Figure 2: Key design elements, distinguishing the dense pose/skeleton encoder and embedding strategies for latent correspondence.

Latent-Space Supervision

To resolve the permutation ambiguity of latent VecSets, the model employs a canonical, latent-level supervision regime: it explicitly matches output tokens to semantically corresponding regions in the source mesh. This preserves high-frequency geometry and enables detailed, identity-preserving animation. A set of randomly swapped learnable embeddings further discriminates local regions, reinforcing correspondence consistency.

Adaptive Completion for Topological Exposure

Some pose transitions reveal surfaces absent from the source mesh (e.g., newly visible armpits). The adaptive completion module synthesizes new tokens for these regions, guided by contextually aware in-context attention. Finetuning with an SDF loss on remeshed data enables this module to plausibly generate geometry for newly exposed structures.

Figure 3: Visualization of reconstruction for newly exposed structures; adaptive tokens enable plausible filling of missing geometry.

Empirical Evaluation

Quantitative and Qualitative Results

Experiments on Mixamo and HumanRig datasets, coupled with in-the-wild assets generated via Hunyuan3D-2.1, demonstrate that Make-It-Poseable significantly surpasses auto-rigging (MIA) and pose-conditioned generation (HY3D-Omni) baselines. The model achieves Chamfer Distance an order of magnitude lower than MIA and 50x faster inference than HY3D-Omni, while maintaining superior F-score and IoU.

Qualitatively, the method robustly handles close-proximity limbs and topological imperfections—scenarios where skinning-based methods exhibit leakage and spiking artifacts. Generative models struggle to preserve identity or fine structure; the latent posing approach consistently yields accurate, high-fidelity shapes.

Figure 4: Qualitative comparison across diverse characters and poses, highlighting fidelity and robustness to input challenges.

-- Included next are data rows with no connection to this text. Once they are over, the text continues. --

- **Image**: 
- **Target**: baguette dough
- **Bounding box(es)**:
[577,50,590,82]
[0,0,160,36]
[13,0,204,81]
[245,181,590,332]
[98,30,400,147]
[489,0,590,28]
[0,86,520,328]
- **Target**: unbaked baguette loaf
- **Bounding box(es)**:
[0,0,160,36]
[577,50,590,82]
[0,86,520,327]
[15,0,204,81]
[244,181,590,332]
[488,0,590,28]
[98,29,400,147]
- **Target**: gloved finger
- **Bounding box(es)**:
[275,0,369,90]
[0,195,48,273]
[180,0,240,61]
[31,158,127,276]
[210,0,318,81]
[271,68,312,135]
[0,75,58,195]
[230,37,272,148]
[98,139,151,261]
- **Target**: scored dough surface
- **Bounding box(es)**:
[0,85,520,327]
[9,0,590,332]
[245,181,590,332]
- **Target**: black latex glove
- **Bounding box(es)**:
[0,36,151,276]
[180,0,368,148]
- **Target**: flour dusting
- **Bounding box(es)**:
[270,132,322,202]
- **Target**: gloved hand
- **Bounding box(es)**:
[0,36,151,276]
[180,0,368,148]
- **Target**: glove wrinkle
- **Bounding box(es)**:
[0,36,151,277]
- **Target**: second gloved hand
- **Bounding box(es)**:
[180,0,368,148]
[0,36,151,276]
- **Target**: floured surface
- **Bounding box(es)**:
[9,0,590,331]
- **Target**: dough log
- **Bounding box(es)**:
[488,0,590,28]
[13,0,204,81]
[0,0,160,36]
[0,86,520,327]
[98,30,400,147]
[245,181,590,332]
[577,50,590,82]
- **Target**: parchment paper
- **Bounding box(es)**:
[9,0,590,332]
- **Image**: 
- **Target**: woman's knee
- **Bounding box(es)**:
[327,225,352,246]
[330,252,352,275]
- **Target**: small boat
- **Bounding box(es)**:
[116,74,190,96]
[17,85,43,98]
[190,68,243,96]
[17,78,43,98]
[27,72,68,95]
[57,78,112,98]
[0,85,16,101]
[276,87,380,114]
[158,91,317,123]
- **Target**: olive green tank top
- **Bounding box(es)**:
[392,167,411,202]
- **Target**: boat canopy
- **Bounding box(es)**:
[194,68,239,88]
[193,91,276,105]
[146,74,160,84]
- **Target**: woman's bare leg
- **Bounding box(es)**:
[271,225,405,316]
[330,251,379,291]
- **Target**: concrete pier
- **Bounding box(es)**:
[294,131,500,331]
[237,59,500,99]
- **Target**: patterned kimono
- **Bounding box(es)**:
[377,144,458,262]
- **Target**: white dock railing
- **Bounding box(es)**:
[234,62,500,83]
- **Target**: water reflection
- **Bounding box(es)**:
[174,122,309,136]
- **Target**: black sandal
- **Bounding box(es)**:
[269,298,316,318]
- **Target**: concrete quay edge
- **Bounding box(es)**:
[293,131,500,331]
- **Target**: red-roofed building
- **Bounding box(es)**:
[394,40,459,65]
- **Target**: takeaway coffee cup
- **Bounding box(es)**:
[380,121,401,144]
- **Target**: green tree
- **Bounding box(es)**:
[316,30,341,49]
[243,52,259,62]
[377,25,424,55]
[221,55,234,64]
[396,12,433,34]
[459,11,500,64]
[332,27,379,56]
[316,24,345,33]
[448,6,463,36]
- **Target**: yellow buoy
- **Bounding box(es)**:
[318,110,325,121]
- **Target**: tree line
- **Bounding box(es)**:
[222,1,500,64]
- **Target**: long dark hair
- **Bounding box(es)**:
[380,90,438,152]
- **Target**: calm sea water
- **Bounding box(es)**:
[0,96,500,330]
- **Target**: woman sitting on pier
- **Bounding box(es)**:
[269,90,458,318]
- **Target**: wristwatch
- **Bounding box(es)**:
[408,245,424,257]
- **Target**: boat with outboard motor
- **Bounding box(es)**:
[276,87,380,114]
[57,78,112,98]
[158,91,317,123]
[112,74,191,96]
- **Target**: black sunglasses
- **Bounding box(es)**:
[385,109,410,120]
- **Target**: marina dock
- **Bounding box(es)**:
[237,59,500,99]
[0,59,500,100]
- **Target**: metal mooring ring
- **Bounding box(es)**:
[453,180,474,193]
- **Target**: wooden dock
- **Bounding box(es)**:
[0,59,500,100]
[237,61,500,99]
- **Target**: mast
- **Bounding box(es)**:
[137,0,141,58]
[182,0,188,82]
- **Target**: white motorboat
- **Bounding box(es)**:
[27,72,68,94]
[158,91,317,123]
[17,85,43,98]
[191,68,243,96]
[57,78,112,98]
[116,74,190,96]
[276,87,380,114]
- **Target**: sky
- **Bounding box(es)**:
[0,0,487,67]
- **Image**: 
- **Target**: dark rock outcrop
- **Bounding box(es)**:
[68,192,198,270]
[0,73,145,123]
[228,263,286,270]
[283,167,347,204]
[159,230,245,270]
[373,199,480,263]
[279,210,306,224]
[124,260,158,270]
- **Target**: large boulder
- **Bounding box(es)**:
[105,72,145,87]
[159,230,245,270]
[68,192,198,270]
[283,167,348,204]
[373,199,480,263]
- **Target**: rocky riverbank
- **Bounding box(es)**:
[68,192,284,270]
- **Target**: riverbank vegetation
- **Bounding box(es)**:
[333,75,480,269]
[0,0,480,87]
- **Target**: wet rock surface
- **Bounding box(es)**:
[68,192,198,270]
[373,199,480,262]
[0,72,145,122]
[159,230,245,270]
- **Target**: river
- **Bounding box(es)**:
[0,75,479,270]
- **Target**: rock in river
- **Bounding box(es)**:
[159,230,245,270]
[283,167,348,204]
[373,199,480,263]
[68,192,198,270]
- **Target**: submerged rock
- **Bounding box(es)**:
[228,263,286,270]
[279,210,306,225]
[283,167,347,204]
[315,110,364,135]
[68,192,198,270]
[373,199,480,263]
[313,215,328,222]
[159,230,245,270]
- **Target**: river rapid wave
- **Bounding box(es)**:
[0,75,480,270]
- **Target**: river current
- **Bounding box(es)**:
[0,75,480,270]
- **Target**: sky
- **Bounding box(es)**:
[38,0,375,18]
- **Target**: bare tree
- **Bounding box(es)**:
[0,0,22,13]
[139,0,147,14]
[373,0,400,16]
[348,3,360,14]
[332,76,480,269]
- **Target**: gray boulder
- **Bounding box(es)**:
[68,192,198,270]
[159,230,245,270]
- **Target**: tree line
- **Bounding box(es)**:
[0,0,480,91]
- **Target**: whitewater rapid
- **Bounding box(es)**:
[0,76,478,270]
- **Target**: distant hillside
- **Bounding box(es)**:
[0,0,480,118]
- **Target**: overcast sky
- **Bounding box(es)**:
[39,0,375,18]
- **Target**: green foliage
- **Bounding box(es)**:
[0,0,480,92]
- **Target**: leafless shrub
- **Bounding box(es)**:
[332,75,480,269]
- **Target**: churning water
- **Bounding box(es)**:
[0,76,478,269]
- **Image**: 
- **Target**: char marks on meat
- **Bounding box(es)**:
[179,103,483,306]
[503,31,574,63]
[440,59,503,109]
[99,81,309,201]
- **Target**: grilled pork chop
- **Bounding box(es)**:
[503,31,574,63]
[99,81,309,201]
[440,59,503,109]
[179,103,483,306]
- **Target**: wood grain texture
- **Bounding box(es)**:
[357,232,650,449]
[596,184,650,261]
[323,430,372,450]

Applications and Extensions

Beyond standard re-posing, the framework supports advanced tasks such as part segmentation, replacement, and refinement through skeletal manipulation. In zero-shot settings, parts can be exchanged or enhanced by adjusting bone configurations and masked latent tokens, enabling flexible iterative editing.

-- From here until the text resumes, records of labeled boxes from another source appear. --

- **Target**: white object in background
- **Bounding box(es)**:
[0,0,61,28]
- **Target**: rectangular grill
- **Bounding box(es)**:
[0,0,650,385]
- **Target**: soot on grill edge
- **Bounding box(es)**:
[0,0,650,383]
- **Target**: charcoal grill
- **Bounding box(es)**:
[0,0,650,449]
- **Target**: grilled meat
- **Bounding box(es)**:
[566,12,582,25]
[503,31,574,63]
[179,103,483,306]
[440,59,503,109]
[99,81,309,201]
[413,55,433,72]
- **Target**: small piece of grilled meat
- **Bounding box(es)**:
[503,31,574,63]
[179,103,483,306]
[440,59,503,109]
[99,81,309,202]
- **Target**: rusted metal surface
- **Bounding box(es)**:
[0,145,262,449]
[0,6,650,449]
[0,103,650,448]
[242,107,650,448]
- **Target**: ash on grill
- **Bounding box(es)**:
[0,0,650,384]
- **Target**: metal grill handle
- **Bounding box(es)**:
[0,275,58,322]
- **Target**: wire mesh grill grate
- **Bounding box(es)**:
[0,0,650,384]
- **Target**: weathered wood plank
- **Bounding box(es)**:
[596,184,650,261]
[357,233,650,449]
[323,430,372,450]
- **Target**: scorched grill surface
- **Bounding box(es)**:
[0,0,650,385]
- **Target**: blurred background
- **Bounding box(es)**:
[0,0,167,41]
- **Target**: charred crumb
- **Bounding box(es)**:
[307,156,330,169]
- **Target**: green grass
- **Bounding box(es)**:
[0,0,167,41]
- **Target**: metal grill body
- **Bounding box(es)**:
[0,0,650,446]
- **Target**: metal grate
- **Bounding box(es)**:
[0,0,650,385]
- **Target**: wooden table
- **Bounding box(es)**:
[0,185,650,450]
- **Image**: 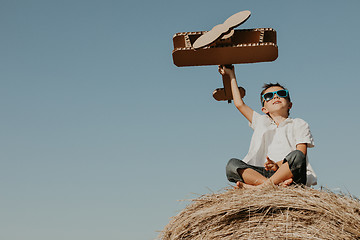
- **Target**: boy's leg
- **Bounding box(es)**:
[270,150,306,185]
[237,168,267,186]
[226,158,267,185]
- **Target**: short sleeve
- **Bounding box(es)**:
[249,111,261,129]
[294,118,315,148]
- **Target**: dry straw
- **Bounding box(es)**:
[159,186,360,240]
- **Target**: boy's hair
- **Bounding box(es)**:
[260,83,291,115]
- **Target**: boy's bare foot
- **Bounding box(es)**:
[234,181,256,189]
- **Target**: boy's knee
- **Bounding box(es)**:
[226,158,243,182]
[285,150,306,184]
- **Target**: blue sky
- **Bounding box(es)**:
[0,0,360,240]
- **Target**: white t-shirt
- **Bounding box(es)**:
[243,111,317,186]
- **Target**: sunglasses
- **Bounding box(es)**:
[261,89,289,102]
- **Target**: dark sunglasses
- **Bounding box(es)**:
[261,89,289,102]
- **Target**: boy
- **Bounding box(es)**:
[219,66,317,188]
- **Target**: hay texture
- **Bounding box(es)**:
[159,186,360,240]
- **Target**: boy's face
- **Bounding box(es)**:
[261,86,292,117]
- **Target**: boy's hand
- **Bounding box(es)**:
[264,157,279,171]
[219,65,235,78]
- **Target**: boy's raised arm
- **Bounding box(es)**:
[219,66,254,123]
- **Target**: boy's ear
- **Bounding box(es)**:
[261,107,269,114]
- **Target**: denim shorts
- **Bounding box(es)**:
[226,150,306,185]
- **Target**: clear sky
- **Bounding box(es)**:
[0,0,360,240]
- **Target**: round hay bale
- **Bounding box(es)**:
[159,186,360,240]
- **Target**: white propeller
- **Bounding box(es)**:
[193,10,251,49]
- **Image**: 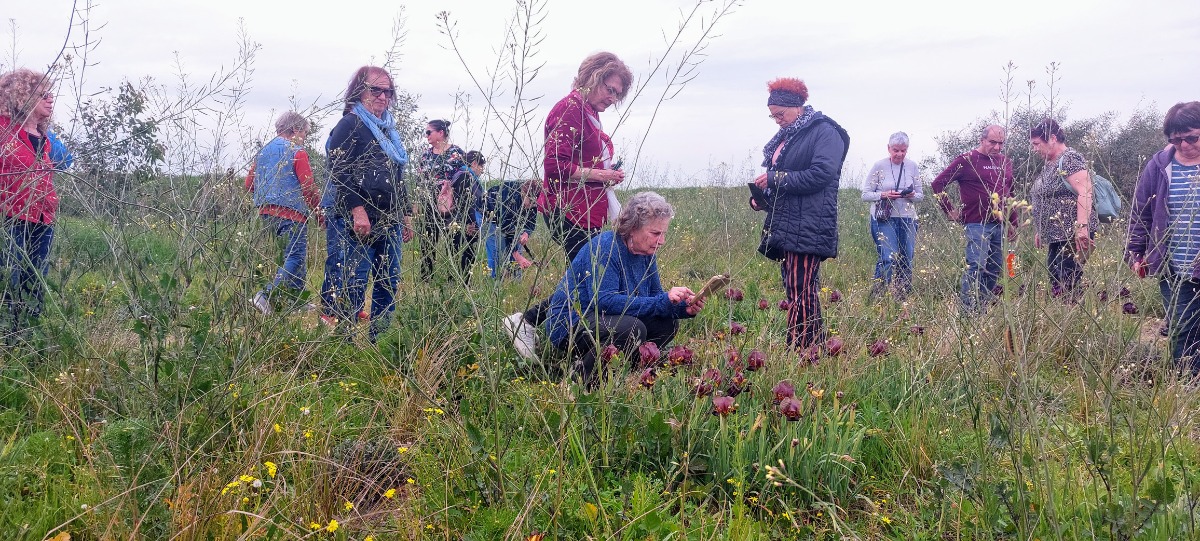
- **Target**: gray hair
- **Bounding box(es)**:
[275,110,312,136]
[617,192,674,240]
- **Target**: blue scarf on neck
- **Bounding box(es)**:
[352,102,408,167]
[762,106,817,168]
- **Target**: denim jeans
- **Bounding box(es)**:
[484,223,527,278]
[320,215,403,339]
[0,218,54,336]
[260,215,308,293]
[871,217,917,294]
[1158,273,1200,375]
[959,223,1004,313]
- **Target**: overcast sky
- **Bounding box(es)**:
[0,0,1200,187]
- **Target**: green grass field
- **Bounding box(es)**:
[0,188,1200,540]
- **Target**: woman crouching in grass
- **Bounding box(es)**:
[546,192,704,386]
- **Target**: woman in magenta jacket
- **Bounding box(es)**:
[538,53,634,263]
[0,68,59,344]
[504,53,634,359]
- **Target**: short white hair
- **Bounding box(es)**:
[617,192,674,240]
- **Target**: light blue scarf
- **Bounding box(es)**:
[353,102,408,167]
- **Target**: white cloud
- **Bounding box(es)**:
[0,0,1200,184]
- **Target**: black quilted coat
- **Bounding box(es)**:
[758,113,850,259]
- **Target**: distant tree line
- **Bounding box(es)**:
[922,106,1166,200]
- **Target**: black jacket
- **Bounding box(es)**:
[758,113,850,259]
[325,113,409,224]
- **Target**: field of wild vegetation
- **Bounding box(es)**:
[0,179,1200,540]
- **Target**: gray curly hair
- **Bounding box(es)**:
[617,192,674,240]
[0,67,50,133]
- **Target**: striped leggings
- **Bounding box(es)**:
[780,252,824,351]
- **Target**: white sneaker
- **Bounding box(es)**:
[504,312,538,361]
[250,291,275,315]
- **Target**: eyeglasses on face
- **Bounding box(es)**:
[367,86,396,98]
[1166,133,1200,146]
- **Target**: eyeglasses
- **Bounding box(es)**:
[367,86,396,98]
[1166,133,1200,146]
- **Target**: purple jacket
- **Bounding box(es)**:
[1126,146,1200,278]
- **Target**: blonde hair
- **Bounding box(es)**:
[0,67,50,134]
[571,53,634,102]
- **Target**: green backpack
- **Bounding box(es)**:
[1057,152,1121,223]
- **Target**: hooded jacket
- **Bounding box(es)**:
[758,112,850,259]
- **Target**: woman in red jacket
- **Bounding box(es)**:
[504,53,634,359]
[0,68,59,344]
[538,53,634,264]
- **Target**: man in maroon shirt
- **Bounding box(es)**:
[932,125,1016,313]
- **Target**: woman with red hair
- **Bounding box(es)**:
[750,78,850,360]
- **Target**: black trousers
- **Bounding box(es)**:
[556,314,679,385]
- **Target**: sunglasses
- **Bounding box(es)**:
[1166,133,1200,146]
[367,86,396,97]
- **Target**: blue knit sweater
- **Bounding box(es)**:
[546,230,691,347]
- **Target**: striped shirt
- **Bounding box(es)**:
[1166,160,1200,275]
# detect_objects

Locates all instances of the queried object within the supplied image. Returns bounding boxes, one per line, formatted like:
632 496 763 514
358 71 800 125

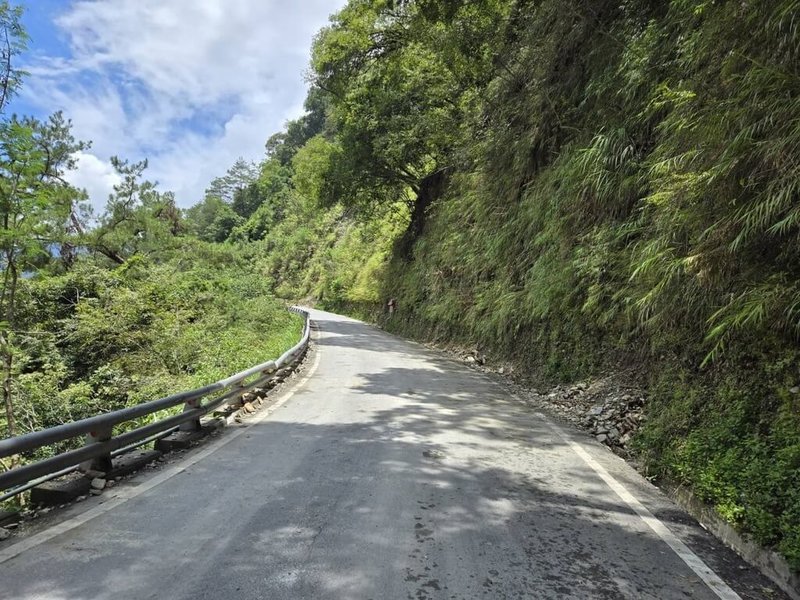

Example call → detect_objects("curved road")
0 311 783 600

Figure 5: Applications including direct animation, segmentation, part replacement, and geometry refinement.

Ablation Studies

Comprehensive ablations substantiate the criticality of (i) dense cylinder-based skeleton encoding, (ii) unique latent embeddings, (iii) latent-space supervision, and (iv) adaptive token finetuning. Removing or modifying these components results in pronounced degradation of surface detail, pose accuracy, and the ability to handle newly exposed regions.

Figure 6: Ablation results demonstrating the impact of design choices on pose ambiguity, correspondence, and detail preservation.

Theoretical and Practical Implications

This feed-forward latent posing paradigm demonstrates that 3D animation can be cast as transformer-based latent regression, avoiding the intrinsic limitations of vertex-space skinning and mesh topology. The approach is skeleton-agnostic and could, in principle, generalize to non-humanoid articulated objects given appropriate data.

Extension to richer representations (e.g., flexible or generative latent spaces), joint shape-appearance modeling, and multimodal conditioning (such as text or reference images) are promising directions. The framework is particularly advantageous for AI-generated assets where topological noise and nonstandard limb configurations are frequent. The potential for fast, high-fidelity batch processing and seamless integration into animation pipelines is significant.

Conclusion

Make-It-Poseable establishes a new feed-forward latent-space paradigm for 3D character animation, achieving state-of-the-art fidelity and robustness to topology and pose complexity. By leveraging transformer-based representations and dense skeletal conditioning, it provides fine-grained control and natural extension to editing applications. Future work may generalize the framework to broader object categories, incorporate richer generative modalities, and unify geometry with appearance for fully realized animated avatars.